En el transbordador especial de vuelta a Klintehamn reinaba un ambiente apagado. El viaje que todos habían estado esperando tanto había acabado en tragedia. Y la Policía guardaba una reserva total. No querían decir si creían que Sam había tenido un accidente o si se trataba de un crimen. Andrea estaba bajo cuidado médico y la llevaron al hospital de Visby en el barco de Salvamento Marítimo. Había tenido un ataque de ansiedad después de tener que identificar a su marido.
Håkan se encontraba junto a Beata y John en el interior del barco. Beata había pasado horas llorando y ya no le quedaban lágrimas. John guardaba silencio y estaba sereno. Håkan toqueteaba impaciente el móvil. No le había podido contar a Stina el terrible suceso. Seguía sin poder hablar con ella. El móvil había estado fuera de cobertura durante la estancia en Stora Karlsö. Había llamado a los niños desde la recepción, pero aún no había conseguido hablar con Stina. Se habían enviado mensajes de un lado a otro del océano, por lo menos para eso sí funcionaba el teléfono. Pero no coincidían y no conseguían hablar. Y ahora ella ni siquiera respondía. Le aterraba pensar que pudiera enterarse de la muerte de Sam por otros. La prensa no tardaría en airear la noticia, pensó.
Tan pronto como desembarcó en Klintehamn y su móvil tuvo cobertura, intentó llamar sin éxito. Frustrado, marcó el número de la jefa de Stina; gracias a Dios tenía el número de teléfono de su casa.
—Elisabeth Ljungdahl.
—Hola, Elisabeth, soy Håkan Ek, el marido de Stina. Disculpa que llame tan tarde, pero es que necesito hablar con Stina.
—¿Qué pasa?
—Ha ocurrido algo terrible y estoy intentando localizarla, pero no consigo hablar con ella. Está en Bangkok y me preguntaba si tienes el número de teléfono del hotel o el de alguna de sus compañeras. Es muy urgente.

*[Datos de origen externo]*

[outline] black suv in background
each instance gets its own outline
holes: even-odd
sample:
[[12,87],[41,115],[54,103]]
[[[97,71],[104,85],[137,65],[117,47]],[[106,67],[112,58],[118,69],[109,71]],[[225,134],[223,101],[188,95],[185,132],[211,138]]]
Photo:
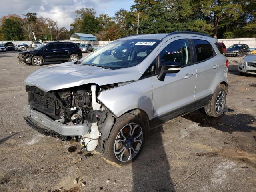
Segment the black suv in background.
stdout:
[[15,50],[15,47],[14,47],[14,45],[13,44],[13,43],[11,42],[8,42],[4,44],[4,46],[5,46],[5,48],[6,49],[6,51]]
[[42,44],[33,50],[20,52],[19,61],[40,66],[44,62],[76,61],[83,57],[81,48],[69,42],[52,42]]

—¡Uy! Ahora me estás preocupando. ¿Os ha pasado algo a ti o a los niños?
—No, desgraciadamente un íntimo amigo nuestro ha fallecido.
—Dijiste que estaba en Bangkok, ¿verdad?
—Sí, la llamaron el sábado durante su guardia y tuvo que salir pitando. Al parecer hubo una crisis.
Se hizo el silencio al otro lado de la línea. Elisabeth habló de nuevo, ahora todavía más indecisa.
—¿Estás seguro?
—Sí, por supuesto. Se marchó el sábado por la mañana. Estábamos en Fårö y recibió un mensaje informándola de que tenía que ir a trabajar ya que alguien se había puesto enfermo. Voló a Bangkok. Creo que el avión salía de Arlanda a las 23.05.
—¿Puedo llamarte dentro de un rato? Tengo que revisar esto.
—Sí, claro.
Colgó y esperó con creciente ansiedad.
Elisabeth Ljungdahl llamó a los pocos minutos.
—Håkan —empezó vacilante—, tiene que haber un error. No llamaron a Stina durante su guardia y no ha volado a Bangkok. Tiene que incorporarse mañana a las cinco. No entiendo…
—¿Qué dices?
—Sí, he mirado los papeles y lo he comprobado con mis colegas y es…
Su voz desapareció en el vacío. Las palabras formaron un incomprensible eco de letras unidas en distinto orden y se convirtieron en una melodía que no se molestó en escuchar. Allí estaba, perplejo, con el móvil apretado con fuerza contra la oreja y la cabeza completamente vacía. La voz nerviosa de Elisabeth desapareció más y más en la distancia.
Sin pensarlo, agarró el móvil y lo lanzó al agua tan lejos como pudo. Se dejó caer poco a poco sobre el asfalto. Intentó reconciliar sus pensamientos contradictorios mientras las imágenes cruzaban su retina. Sam muerto. Stina desaparecida.
En lo más profundo de su mente una señal comenzó a sonar, con un sonido monótono, cada vez más alto.